Metering as a concept has been around since the mid 1800’s so we aren’t talking about anything new here but as developments and technology has changed so has the needs of suppliers and consumers changed as well.
Our focus here is the metering and subsequent submetering, of more specifically, utilities.
The generation, supply and distribution of utilities, that would be electricity, water and gas, as per current legislation, is currently the responsibility of the state, so when we refer to electricity supply we are talking about Eskom and where you get your water, falls under the responsibility of the municipality you live in and their respective Water Boards.
Before we can enjoy the benefits of any of these resources there is a complex network of operations and infrastructure that needs to be developed, managed, and maintained by the government. All of which amounts to a cost that needs to be recovered. For a just and equitable system, this utility must be metered, so that each property receiving the supply is paying for what they consumed.
The meter installed by the supplier of the utility; this could be Eskom, a Municipality or both depending on the area you live in, remains the property and responsibility of the supplier and revenue collected by the supplier, is then used for infrastructure development and maintenance. We refer to this meter as the primary meter or in some cases the bulk meter.
For every property in South Africa, that is receiving the supply of a utility, there will be a primary meter and the property owner is ultimately responsible for that account, irrespective of whether they live or work there as the case may be. This government owned primary meter cannot be removed or replaced by a privately owned meter.

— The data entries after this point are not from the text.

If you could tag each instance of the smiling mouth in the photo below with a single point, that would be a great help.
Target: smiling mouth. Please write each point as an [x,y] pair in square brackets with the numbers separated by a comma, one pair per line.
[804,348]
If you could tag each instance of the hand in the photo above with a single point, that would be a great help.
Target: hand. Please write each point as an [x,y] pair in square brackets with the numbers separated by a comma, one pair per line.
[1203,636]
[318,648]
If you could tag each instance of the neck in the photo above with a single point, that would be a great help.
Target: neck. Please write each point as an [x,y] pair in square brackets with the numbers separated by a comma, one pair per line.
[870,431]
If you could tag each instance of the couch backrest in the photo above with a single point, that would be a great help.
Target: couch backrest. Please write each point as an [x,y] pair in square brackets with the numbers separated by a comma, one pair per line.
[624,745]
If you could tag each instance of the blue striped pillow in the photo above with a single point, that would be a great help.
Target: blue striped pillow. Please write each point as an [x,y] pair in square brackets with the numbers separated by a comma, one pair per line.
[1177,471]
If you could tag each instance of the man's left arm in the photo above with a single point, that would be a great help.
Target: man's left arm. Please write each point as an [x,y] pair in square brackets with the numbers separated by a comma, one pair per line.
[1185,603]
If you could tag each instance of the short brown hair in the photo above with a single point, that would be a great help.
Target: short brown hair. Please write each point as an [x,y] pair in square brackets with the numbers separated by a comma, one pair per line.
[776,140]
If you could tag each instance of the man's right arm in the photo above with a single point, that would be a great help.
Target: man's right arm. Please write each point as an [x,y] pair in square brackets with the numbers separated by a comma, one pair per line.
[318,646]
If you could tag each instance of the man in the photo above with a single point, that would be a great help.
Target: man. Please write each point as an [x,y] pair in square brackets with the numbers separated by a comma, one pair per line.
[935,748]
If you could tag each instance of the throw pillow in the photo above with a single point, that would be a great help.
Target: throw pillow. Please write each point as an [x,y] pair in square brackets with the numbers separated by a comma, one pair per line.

Irrespective of the type of sub meter in place, sub meters are privately owned and managed, so the property owner or complex will still have the primary meter in place and will still be responsible for the primary account. Put simply, sub meters are in addition to, and will not be installed without the existence of the primary meter in the first instance. Remember the primary meter is there for Eskom or the Municipality to charge you for what the property has consumed.
Sub meters just like primary meters can also either be a post paid meter that is then read each month and the end user billed accordingly or the sub-meter can be prepaid. Sub meters take care of the challenge of fair apportionment as each end user is now responsible to pay for their own consumption. All the revenue collected from the sub meters each month is then used to pay for the primary meter.